Scénar : en 1885 en Colombie-Britannique, un ourson découvre petits pas par petits pas ce qui sera son terrain de chasse pendant que Maman en veut au miel d'une ruche d'abeilles qui ne se laissent pas faire. Celle-ci sent en creusant que quelque chose la guette, c'est ce qu'on appelle la loi de la physique : un trou en dessous d'une lourde masse et l'on a tôt fait d'être écrasée. Quand il s'aperçoit que l'immobilité de sa mère ne fait pas partie d'un jeu, l’ourson, désormais seul face à l'adversité, se laisse aller un moment au désespoir mais l'instinct de survie prendra le dessus. Il rencontre sur son chemin hasardeux des compagnons de jeu très bizarres (grenouille, papillon…), il y aussi, soudain, cet ours énorme, à la fois raison de la randonnée de deux chasseurs dès qu'ils apprennent son existence, mais aussi porte d'entrée à une compagnie pour le petit ourson. Le colosse ne compte pas s'embarrasser de ce petit poids mort mais, blessé par une balle, se laisse peut-être attendrir à force, d’autant que le petit, têtu, entreprend même de soigner son aîné… Les chasseurs toujours en course n’ont bien sûr pas le même objectif…

Projet imaginé (d’après un roman de Curwood) bien avant celui du Nom de la rose arrivé comme une surprise, L’Ours est un véritable hommage à son personnage principal mais aussi à la relation que l’homme entretient avec une planète qui est encore à l'époque de l'histoire pas tout à fait en danger, une époque où la chasse oppose encore à l'époque des adversaires presque équilibrés (l’attaque des chevaux est particulièrement impressionnante) et s’avère cruelle des deux côtés (même si les images restent assez pudiques sur l’immémoriale loi du sang qui règne). Tourné avec l'amour de la Nature dans des paysages (italiens) magnifiques de montagne surplombée de nuages superbes, L’Ours comporte très peu de dialogues, c'est la Nature qui parle, ainsi qu’une myriade d’animaux magnifiquement filmés dans ce cadre tellement idyllique. Et puis il y a aussi la musique onirique à souhait de Philippe Sarde, emplie de l’esprit de cette histoire sans artifices ou presque.

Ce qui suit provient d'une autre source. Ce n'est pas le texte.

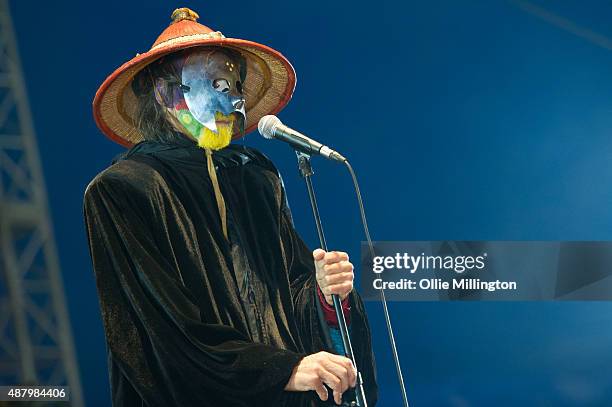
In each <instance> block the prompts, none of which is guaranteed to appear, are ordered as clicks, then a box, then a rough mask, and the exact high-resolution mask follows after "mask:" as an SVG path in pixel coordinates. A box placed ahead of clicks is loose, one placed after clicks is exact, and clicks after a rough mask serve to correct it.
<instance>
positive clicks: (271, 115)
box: [257, 115, 347, 162]
mask: <svg viewBox="0 0 612 407" xmlns="http://www.w3.org/2000/svg"><path fill="white" fill-rule="evenodd" d="M257 130H259V133H260V134H261V135H262V136H264V137H265V138H267V139H273V138H274V139H277V140H280V141H284V142H285V143H287V144H289V145H290V146H291V147H293V148H295V149H296V150H300V151H301V152H303V153H306V154H311V155H314V154H319V155H322V156H323V157H325V158H329V159H330V160H336V161H340V162H346V161H347V160H346V158H344V157H343V156H342V154H340V153H339V152H337V151H334V150H332V149H331V148H329V147H327V146H324V145H323V144H321V143H319V142H318V141H315V140H313V139H311V138H309V137H306V136H305V135H303V134H302V133H300V132H298V131H295V130H293V129H291V128H289V127H287V126H285V125H284V124H283V123H282V122H281V121H280V119H279V118H278V117H276V116H274V115H267V116H264V117H262V118H261V119H260V120H259V123H258V124H257Z"/></svg>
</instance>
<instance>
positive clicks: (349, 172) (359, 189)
mask: <svg viewBox="0 0 612 407" xmlns="http://www.w3.org/2000/svg"><path fill="white" fill-rule="evenodd" d="M343 162H344V164H345V165H346V168H347V169H348V171H349V173H350V174H351V178H352V180H353V187H354V188H355V194H356V195H357V202H358V204H359V213H360V214H361V223H362V224H363V231H364V232H365V235H366V240H367V242H368V248H369V250H370V258H371V259H374V256H375V253H374V244H373V243H372V238H371V237H370V229H369V228H368V220H367V218H366V215H365V209H364V207H363V199H362V198H361V190H360V189H359V182H358V181H357V176H356V175H355V171H354V170H353V167H352V166H351V164H350V163H349V162H348V160H346V159H345V160H344V161H343ZM362 272H363V271H362ZM379 291H380V301H381V303H382V307H383V313H384V315H385V322H386V324H387V333H388V334H389V342H390V343H391V352H392V354H393V361H394V362H395V369H396V371H397V378H398V380H399V383H400V387H401V389H402V401H403V402H404V407H410V406H409V404H408V396H407V394H406V387H405V385H404V375H403V374H402V367H401V365H400V360H399V355H398V353H397V345H396V344H395V336H394V335H393V326H392V325H391V317H389V309H388V307H387V297H386V296H385V290H384V289H383V288H381V289H380V290H379Z"/></svg>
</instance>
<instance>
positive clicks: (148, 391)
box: [84, 141, 377, 407]
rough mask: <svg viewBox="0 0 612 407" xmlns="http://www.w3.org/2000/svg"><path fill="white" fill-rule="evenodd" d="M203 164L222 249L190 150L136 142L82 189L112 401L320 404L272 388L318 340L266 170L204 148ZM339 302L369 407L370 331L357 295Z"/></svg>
mask: <svg viewBox="0 0 612 407" xmlns="http://www.w3.org/2000/svg"><path fill="white" fill-rule="evenodd" d="M213 162H214V163H215V166H216V167H217V173H218V179H219V184H220V188H221V191H222V194H223V196H224V198H225V202H226V206H227V212H228V220H229V229H230V239H229V240H230V242H228V240H226V239H225V238H224V236H223V233H222V228H221V222H220V216H219V211H218V208H217V205H216V202H215V199H214V192H213V189H212V184H211V181H210V177H209V176H208V172H207V169H206V168H207V166H206V163H207V162H206V156H205V154H204V151H203V150H201V149H200V148H198V147H197V146H196V145H195V144H193V143H191V142H189V141H185V142H182V143H179V144H164V143H156V142H148V141H147V142H143V143H140V144H138V145H137V146H135V147H133V148H132V149H131V150H129V151H128V153H127V154H125V155H124V157H122V158H121V159H120V160H118V161H117V162H115V163H114V164H113V165H112V166H110V167H109V168H108V169H106V170H105V171H103V172H102V173H100V174H99V175H98V176H97V177H96V178H94V180H93V181H92V182H91V183H90V184H89V186H88V187H87V190H86V192H85V202H84V212H85V222H86V226H87V232H88V237H89V246H90V254H91V257H92V261H93V268H94V272H95V276H96V284H97V289H98V295H99V300H100V307H101V312H102V319H103V323H104V329H105V334H106V341H107V349H108V359H109V369H110V380H111V392H112V400H113V405H114V406H115V407H123V406H126V407H127V406H129V407H133V406H141V405H146V406H150V407H154V406H159V407H169V406H181V407H189V406H198V407H201V406H214V407H220V406H291V407H300V406H314V405H327V404H325V403H320V402H318V401H317V400H318V397H317V396H316V394H315V393H314V392H301V393H299V392H286V391H284V390H283V388H284V386H285V385H286V383H287V381H288V379H289V377H290V376H291V373H292V370H293V368H294V367H295V366H296V365H297V363H298V362H299V361H300V359H301V358H303V357H304V356H305V355H307V354H311V353H315V352H318V351H320V350H328V349H329V343H327V342H326V341H325V339H324V338H326V337H328V336H326V335H325V333H326V332H325V330H326V328H325V327H324V325H323V324H322V320H321V315H320V309H319V308H320V304H319V302H318V298H317V297H316V291H315V290H316V280H315V273H314V265H313V260H312V254H311V251H310V250H309V249H308V248H307V247H306V245H305V244H304V242H303V241H302V239H301V238H300V237H299V236H298V234H297V233H296V231H295V229H294V227H293V222H292V219H291V214H290V211H289V208H288V206H287V203H286V198H285V191H284V188H283V184H282V181H281V179H280V177H279V174H278V172H277V170H276V169H275V167H274V166H273V165H272V163H271V162H270V161H269V160H268V159H267V158H266V157H265V156H263V155H262V154H261V153H259V152H257V151H256V150H254V149H252V148H247V147H244V146H239V145H230V146H229V147H227V148H225V149H223V150H221V151H219V152H215V154H214V159H213ZM252 287H255V289H253V288H252ZM349 298H350V304H351V319H352V323H351V334H352V338H353V347H354V351H355V355H356V358H357V361H358V368H359V370H360V372H361V373H362V375H363V379H364V382H365V385H366V393H367V397H368V399H369V405H370V406H373V405H374V404H375V403H376V399H377V385H376V380H375V369H374V358H373V355H372V351H371V338H370V330H369V326H368V321H367V318H366V314H365V310H364V306H363V303H362V301H361V299H360V298H359V296H358V295H357V294H356V293H355V292H353V293H352V294H351V295H350V297H349Z"/></svg>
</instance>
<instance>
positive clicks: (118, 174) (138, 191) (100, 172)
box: [84, 160, 165, 200]
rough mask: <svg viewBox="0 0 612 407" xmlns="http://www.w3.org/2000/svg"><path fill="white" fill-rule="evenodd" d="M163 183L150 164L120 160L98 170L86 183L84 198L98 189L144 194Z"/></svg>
mask: <svg viewBox="0 0 612 407" xmlns="http://www.w3.org/2000/svg"><path fill="white" fill-rule="evenodd" d="M160 184H165V181H164V179H163V177H162V176H161V175H160V174H159V173H158V172H157V171H156V170H155V168H153V167H152V166H150V165H148V164H146V163H143V162H140V161H136V160H121V161H118V162H116V163H115V164H113V165H111V166H110V167H108V168H107V169H105V170H104V171H102V172H100V173H99V174H98V175H96V176H95V177H94V179H93V180H91V182H90V183H89V185H87V188H86V189H85V196H84V198H85V200H87V199H89V198H91V197H92V195H97V194H99V192H100V190H103V191H105V192H108V193H111V194H113V193H116V194H119V195H126V194H129V195H130V196H133V195H146V194H147V193H148V192H149V191H152V190H155V189H156V188H152V187H155V186H158V185H160Z"/></svg>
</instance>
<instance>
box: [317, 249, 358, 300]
mask: <svg viewBox="0 0 612 407" xmlns="http://www.w3.org/2000/svg"><path fill="white" fill-rule="evenodd" d="M312 257H313V258H314V261H315V267H316V269H317V282H318V283H319V288H320V289H321V292H322V293H323V295H324V296H325V301H327V303H328V304H329V305H333V301H332V298H331V296H332V294H338V295H339V296H340V299H342V300H343V299H345V298H346V297H347V296H348V295H349V293H350V292H351V291H352V290H353V279H354V277H355V276H354V274H353V264H352V263H351V262H350V261H349V259H348V254H346V253H344V252H325V250H322V249H317V250H315V251H314V252H312Z"/></svg>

Si l'on peut parler de jeu d'acteur, celui des ours est absolument incroyable, il a dû demander des milliers d'heures d'entraînement, on n'imagine même pas la patience des dresseurs d'animaux (bien que l’on aime pas trop ce terme ici…) et certaines séquences sont irrésistibles : le mimétisme du petit envers le grand est drôle et charmant, surtout aussi superbement monté et scénarisé, le gros est tellement gros que quand il se gratte le dos contre un arbre il le secoue jusqu'à la cime, les séquences de rêve de l'ourson sont assez géniales, c’est comme ça qu’il s'aperçoit d’ailleurs que tous les champignons ne sont pas bons à cueillir, et puis tiens, le gag si réjouissant de « la chose qui tombe sur la tête » revient ici après La Guerre du feu. Conte initiatique à la fois pour l'homme et l'animal, L’Ours est un véritable chef-d'œuvre occasionnant toujours un choc terrible : celui du constat de la beauté infinie de la Nature.